Inter-Group Agreement: Fleiss’ Kappa statistic was used to assess the level of agreement between different diagnostic methods or reader groups (e.g., junior-unassisted vs. senior-unassisted; junior-assisted vs. senior-assisted).

Diagnostic Performance Analysis: The primary analysis of diagnostic accuracy was conducted using Receiver Operating Characteristic (ROC) curves. For each of the four conditions (Junior-Unassisted, Junior-Assisted, Senior-Unassisted, Senior-Assisted), sensitivity, specificity, positive predictive value (PPV), negative predictive value (NPV), and overall accuracy were calculated based on the binary diagnoses.

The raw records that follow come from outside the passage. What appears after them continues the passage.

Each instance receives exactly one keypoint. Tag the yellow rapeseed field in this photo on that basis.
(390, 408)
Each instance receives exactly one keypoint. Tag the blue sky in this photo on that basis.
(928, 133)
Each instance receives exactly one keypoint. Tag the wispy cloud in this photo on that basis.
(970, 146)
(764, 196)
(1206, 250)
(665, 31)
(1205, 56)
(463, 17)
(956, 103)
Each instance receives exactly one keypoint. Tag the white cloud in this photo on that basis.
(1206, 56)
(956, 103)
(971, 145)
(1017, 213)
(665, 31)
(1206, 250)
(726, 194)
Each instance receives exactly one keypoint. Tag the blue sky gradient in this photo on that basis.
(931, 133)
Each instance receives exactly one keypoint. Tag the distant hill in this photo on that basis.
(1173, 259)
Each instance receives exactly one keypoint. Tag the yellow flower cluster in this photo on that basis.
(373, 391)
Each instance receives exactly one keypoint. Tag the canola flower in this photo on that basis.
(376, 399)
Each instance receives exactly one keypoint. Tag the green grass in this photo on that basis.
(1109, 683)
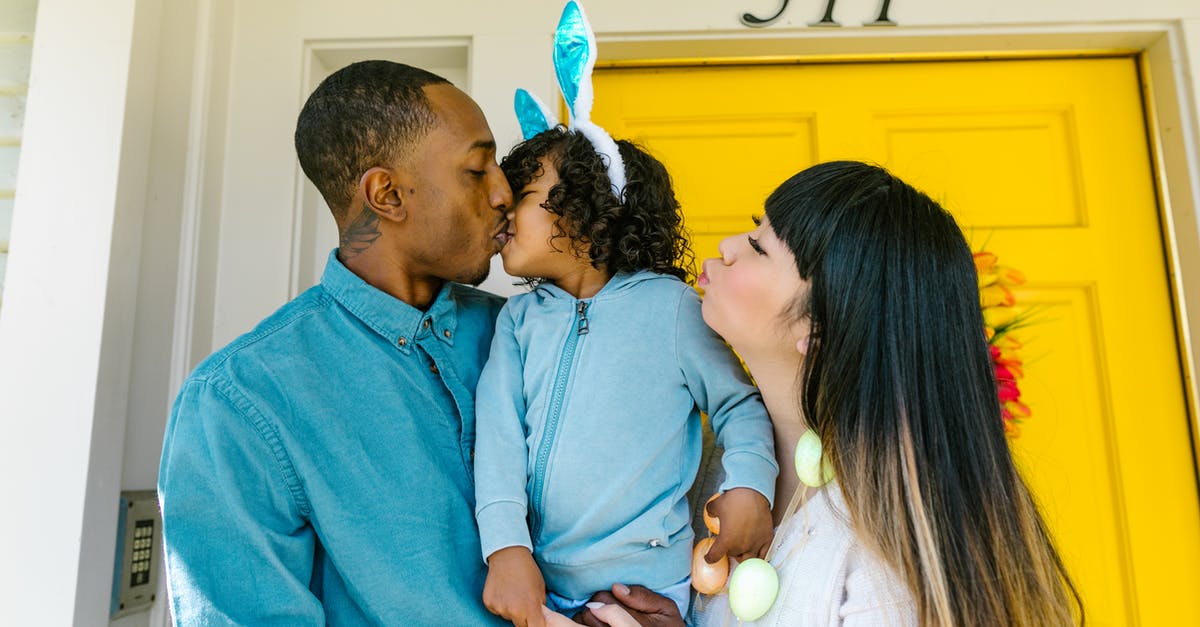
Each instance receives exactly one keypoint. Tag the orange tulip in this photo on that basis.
(984, 261)
(996, 294)
(1000, 317)
(1011, 276)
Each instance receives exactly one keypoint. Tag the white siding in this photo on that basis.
(16, 39)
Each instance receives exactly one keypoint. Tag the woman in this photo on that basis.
(855, 306)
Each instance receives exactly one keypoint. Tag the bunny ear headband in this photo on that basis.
(575, 55)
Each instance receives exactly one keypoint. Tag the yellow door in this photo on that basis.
(1047, 162)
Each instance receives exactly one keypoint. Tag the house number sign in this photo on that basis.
(826, 21)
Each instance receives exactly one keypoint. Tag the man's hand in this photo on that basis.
(747, 527)
(515, 589)
(648, 608)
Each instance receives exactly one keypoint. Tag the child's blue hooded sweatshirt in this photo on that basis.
(589, 434)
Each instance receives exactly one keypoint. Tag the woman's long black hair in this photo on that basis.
(899, 384)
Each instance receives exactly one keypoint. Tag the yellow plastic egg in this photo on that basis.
(708, 578)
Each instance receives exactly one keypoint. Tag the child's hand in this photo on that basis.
(515, 589)
(747, 527)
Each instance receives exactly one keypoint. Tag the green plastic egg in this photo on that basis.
(811, 466)
(753, 589)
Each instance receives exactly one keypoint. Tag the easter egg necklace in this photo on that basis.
(754, 584)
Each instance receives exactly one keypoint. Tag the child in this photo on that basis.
(588, 407)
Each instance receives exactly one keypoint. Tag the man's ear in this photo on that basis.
(384, 192)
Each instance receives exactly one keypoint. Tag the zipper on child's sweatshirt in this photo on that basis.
(556, 408)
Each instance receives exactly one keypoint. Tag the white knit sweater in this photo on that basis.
(826, 577)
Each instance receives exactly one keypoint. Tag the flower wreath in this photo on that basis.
(1001, 317)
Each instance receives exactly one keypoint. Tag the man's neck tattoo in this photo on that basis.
(359, 234)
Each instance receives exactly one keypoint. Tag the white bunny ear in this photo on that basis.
(532, 113)
(575, 55)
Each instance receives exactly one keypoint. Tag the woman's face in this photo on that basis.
(750, 292)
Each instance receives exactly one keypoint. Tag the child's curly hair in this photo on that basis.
(645, 233)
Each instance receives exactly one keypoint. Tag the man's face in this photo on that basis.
(459, 193)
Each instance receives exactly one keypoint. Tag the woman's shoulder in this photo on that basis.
(873, 593)
(827, 574)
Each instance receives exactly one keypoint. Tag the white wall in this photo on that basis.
(66, 329)
(175, 230)
(16, 37)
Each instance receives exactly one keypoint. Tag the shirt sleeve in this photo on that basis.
(501, 449)
(238, 545)
(721, 389)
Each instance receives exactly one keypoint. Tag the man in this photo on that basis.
(319, 467)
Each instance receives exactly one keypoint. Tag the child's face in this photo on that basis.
(529, 252)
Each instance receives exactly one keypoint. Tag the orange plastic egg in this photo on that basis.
(708, 578)
(711, 521)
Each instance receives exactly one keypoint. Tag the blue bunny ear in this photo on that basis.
(532, 113)
(575, 54)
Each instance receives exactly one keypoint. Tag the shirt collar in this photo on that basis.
(400, 323)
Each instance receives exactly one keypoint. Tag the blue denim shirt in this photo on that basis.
(319, 467)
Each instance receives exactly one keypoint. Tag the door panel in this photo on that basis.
(1043, 161)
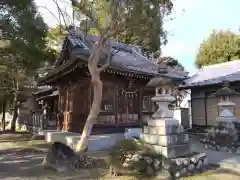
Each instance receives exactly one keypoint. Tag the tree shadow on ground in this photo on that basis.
(26, 163)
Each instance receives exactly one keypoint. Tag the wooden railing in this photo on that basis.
(40, 121)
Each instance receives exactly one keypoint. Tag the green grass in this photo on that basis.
(22, 140)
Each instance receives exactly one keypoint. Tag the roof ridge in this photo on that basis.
(220, 64)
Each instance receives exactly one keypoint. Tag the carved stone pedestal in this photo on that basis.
(225, 136)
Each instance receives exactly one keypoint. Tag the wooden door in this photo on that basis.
(198, 112)
(128, 108)
(212, 110)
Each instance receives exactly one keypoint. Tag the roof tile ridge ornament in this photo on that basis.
(225, 90)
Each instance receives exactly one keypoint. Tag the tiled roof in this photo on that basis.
(215, 74)
(125, 57)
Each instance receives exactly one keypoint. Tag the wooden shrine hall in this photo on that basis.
(126, 101)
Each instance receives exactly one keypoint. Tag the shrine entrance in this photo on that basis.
(128, 108)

The Area Under the Curve (AUC) was calculated as the main metric of diagnostic performance. The statistical significance of the difference between the AUCs of paired data (e.g., Junior-Unassisted vs. Junior-Assisted) was determined using the DeLong test. Youden’s index (J = Sensitivity + Specificity - 1) was also calculated to identify the optimal balance of sensitivity and specificity.

3 Results

3.1 Patient and lesion characteristics

As detailed in Table 1. The final cohort consisted of 62 male patients with a mean age of 68.4 ± 11.2 years (range: 43 to 90 years). The mean total PSA level was 21.5 ± 28.9 ng/ml (range: 2.99 to 153.94 ng/ml). Histopathological analysis of the 12-core biopsy specimens confirmed prostate cancer in 11 of the 62 patients (17.7%) and benign findings (e.g., BPH, prostatitis, atrophy) in the remaining 51 patients (82.3%).

Table 1

Table 1. Baseline data of patients.

When classified by the TIC parametric imaging discreteness system, there were 38 (61.3%) Type 1 cases, 12 (19.4%) Type 2 cases, 6 (9.7%) Type 3 cases, and 5 (8.1%) Type 4 cases.

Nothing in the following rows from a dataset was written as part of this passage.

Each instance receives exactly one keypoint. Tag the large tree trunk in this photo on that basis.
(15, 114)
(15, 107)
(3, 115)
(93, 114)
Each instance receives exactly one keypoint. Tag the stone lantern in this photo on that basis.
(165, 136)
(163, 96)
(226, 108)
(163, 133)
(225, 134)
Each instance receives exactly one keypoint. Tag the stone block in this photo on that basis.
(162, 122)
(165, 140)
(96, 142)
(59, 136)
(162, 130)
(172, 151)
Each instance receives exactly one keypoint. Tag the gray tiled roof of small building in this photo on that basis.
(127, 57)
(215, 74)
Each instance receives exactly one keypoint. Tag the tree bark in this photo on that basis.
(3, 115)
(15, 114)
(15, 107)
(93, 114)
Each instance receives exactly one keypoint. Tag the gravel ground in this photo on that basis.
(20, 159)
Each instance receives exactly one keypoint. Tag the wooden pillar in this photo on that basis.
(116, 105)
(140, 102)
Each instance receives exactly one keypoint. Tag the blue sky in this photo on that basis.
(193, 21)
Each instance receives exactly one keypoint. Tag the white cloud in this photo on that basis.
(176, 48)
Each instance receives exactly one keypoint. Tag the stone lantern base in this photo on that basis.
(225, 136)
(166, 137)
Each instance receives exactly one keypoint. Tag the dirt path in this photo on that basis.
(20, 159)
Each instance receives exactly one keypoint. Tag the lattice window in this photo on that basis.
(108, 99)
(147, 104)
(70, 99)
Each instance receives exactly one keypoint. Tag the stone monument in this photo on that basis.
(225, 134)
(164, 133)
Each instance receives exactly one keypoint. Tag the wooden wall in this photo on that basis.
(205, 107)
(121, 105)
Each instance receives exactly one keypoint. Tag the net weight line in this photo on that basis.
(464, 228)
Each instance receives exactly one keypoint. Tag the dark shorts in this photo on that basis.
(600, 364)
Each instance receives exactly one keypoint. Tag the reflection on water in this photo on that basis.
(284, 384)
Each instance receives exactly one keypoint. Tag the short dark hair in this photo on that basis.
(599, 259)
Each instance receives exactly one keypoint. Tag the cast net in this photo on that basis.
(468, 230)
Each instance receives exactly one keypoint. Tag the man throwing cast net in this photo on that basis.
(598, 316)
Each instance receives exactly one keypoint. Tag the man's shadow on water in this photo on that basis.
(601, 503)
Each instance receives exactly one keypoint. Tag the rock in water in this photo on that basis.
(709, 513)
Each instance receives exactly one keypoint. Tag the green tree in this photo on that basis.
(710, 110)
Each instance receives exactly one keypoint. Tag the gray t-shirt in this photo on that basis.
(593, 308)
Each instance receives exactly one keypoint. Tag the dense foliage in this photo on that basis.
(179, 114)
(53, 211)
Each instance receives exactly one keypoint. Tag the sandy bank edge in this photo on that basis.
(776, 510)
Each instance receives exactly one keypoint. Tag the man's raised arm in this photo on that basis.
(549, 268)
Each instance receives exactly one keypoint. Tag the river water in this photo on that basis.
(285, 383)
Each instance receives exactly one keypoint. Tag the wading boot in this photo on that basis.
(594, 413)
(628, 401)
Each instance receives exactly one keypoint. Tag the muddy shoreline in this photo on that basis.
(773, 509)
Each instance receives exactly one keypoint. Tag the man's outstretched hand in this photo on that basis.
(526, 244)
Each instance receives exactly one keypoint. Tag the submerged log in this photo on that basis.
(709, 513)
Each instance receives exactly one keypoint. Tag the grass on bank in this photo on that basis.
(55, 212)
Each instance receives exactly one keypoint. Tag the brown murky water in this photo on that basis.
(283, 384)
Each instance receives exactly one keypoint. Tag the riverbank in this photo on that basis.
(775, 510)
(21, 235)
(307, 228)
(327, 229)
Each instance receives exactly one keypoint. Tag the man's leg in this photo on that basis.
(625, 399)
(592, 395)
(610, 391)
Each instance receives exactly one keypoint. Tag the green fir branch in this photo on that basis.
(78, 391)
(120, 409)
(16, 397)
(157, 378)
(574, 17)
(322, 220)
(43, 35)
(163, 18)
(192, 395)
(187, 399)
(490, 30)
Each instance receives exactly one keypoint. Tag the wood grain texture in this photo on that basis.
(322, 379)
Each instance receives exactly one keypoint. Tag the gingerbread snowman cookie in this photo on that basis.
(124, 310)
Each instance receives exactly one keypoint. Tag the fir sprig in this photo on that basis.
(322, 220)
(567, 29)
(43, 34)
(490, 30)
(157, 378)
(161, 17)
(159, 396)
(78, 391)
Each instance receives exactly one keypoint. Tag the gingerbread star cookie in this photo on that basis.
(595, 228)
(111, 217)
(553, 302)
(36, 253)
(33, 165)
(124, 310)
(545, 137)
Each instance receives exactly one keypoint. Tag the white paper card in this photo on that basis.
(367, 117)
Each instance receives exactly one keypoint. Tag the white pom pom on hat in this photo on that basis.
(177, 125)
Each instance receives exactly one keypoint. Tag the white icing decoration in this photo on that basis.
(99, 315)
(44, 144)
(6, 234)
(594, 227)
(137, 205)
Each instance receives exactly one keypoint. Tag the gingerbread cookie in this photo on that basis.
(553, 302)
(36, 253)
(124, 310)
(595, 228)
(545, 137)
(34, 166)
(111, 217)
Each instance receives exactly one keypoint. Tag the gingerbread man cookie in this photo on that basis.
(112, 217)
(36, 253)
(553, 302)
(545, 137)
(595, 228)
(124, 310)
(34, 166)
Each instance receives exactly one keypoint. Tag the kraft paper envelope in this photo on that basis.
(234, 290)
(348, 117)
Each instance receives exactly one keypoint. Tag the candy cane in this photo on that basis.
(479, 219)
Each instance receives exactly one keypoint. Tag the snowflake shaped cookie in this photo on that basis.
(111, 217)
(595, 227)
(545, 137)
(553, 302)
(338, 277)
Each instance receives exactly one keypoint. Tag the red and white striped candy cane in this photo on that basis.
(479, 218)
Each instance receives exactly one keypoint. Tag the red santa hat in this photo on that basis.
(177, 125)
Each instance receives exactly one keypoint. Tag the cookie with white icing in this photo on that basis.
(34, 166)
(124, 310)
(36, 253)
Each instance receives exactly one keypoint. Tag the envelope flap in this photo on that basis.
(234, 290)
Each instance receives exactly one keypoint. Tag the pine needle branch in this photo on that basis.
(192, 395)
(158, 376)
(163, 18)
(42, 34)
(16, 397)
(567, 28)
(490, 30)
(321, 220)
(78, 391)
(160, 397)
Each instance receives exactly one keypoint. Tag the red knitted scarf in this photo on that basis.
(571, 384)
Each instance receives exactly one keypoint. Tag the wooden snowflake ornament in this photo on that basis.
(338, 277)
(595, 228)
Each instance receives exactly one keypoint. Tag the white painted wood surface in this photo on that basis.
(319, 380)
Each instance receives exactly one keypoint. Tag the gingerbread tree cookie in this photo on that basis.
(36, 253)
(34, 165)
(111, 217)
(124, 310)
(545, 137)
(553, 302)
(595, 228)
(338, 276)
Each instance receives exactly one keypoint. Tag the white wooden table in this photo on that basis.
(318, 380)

3.2 Discreteness classification and correlation with malignancy

As detailed in Figure 3, A strong positive association was observed between the perfusion discreteness classification and the likelihood of malignancy. Of the 11 cancer cases, 9 (81.8%) were classified as either Type 3 or Type 4. Conversely, of the 51 benign cases, 46 (90.2%) were classified as Type 1 or Type 2. The Cochran-Armitage test for trend confirmed a highly significant trend (Z = 5.5578, p < 0.001), indicating that as the spatial heterogeneity of perfusion (discreteness grade) increases, the probability of a malignant diagnosis rises monotonically.

Figure 3

Figure 3. Stacked bar chart of the ratio of benign to malignant with changes in grading.

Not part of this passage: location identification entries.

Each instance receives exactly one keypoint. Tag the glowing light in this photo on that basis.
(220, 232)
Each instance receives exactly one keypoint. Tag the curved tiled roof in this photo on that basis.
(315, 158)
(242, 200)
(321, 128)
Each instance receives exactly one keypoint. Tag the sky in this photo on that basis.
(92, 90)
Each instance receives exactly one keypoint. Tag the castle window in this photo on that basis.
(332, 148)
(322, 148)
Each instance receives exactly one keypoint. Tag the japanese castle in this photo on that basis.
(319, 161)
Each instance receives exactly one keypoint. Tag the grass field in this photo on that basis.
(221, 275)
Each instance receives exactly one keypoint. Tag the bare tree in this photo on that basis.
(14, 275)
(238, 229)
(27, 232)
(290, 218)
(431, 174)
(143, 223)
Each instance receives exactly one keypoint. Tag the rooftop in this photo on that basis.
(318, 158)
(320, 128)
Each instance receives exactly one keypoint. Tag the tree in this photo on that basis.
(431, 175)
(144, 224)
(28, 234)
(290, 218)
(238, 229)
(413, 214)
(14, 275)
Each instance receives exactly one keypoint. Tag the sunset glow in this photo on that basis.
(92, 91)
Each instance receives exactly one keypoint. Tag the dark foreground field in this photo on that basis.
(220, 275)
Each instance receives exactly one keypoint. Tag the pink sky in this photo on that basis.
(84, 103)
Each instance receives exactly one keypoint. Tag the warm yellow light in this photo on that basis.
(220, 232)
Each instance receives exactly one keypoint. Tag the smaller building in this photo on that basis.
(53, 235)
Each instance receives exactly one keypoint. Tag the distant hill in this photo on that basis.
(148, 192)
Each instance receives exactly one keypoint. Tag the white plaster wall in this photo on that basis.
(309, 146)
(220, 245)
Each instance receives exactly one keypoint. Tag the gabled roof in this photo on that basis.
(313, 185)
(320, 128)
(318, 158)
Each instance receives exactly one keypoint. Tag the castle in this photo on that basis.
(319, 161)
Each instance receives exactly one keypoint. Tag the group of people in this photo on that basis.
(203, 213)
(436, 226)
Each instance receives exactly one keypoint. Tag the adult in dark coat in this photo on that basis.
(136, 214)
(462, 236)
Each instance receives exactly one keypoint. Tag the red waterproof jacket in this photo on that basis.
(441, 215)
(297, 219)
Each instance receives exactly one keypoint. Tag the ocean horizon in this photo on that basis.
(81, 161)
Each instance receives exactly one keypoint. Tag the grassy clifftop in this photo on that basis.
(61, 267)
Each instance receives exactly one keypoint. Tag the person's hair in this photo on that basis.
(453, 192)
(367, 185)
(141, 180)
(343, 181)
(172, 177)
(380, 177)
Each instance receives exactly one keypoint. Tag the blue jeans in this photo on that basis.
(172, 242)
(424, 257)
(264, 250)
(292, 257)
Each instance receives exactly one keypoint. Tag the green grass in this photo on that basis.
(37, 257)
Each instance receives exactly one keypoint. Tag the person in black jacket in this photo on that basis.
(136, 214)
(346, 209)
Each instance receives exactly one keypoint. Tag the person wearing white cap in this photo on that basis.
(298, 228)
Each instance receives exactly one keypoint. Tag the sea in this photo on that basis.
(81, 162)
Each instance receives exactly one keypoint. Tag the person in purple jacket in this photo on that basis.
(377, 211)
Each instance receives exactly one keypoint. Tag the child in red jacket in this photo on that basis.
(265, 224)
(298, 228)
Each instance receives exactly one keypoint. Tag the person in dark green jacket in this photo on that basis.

3.3 Improvement in diagnostic consistency

The introduction of TIC parametric maps led to a marked improvement in inter-rater reliability for both physician groups. As detailed in Table 2, the intra-group ICC for the four junior physicians, which was already in the “good” range at 0.832 (95% CI: 0.742-0.902) for conventional diagnosis, rose significantly to an “excellent” 0.915 (95% CI: 0.873-0.948) with TIC assistance. This suggests that the objective nature of the parametric map helped standardize their interpretations. For the senior physicians, who already exhibited excellent baseline consistency (ICC = 0.878; 95% CI: 0.802-0.933), the addition of the TIC map further consolidated their agreement, pushing the ICC to a near-perfect 0.941 (95% CI: 0.906-0.966).

Table 2

Table 2. Intra-group consistency analysis.

Inter-group agreement analysis further highlighted the technology’s impact. As detailed in Table 3, The baseline agreement between unassisted junior and senior physicians was only “fair” (Kappa = 0.444), underscoring the known discrepancy in diagnostic ability due to experience. Crucially, when both groups used TIC assistance, their diagnostic agreement became “substantial” (Kappa = 0.771), demonstrating that the technology effectively harmonized their diagnostic conclusions and bridged the experience gap.

Table 3

Table 3. Intergroup consistency (Kappa) analysis.

3.4 Enhancement of diagnostic performance

The most striking finding of the study was the dramatic improvement in diagnostic accuracy for both groups with the use of TIC parametric imaging. The ROC analysis, summarized in Table 2 and visualized in Figure 4, quantifies this effect.

Figure 4

Figure 4. ROC curves for the four diagnostic scenarios.

As detailed in Table 4. For junior physicians, the unassisted diagnostic performance was poor, with an AUC of only 0.53, barely better than chance. With the aid of the parametric maps, their performance surged to an excellent AUC of 0.89. This improvement was highly statistically significant (p < 0.01),.

Table 4

Table 4. Diagnostic performance metrics and ROC analysis.

For senior physicians, the baseline performance was better but still suboptimal, with an AUC of 0.68. TIC assistance elevated their performance to an outstanding AUC of 0.95, also a highly significant improvement (p < 0.01).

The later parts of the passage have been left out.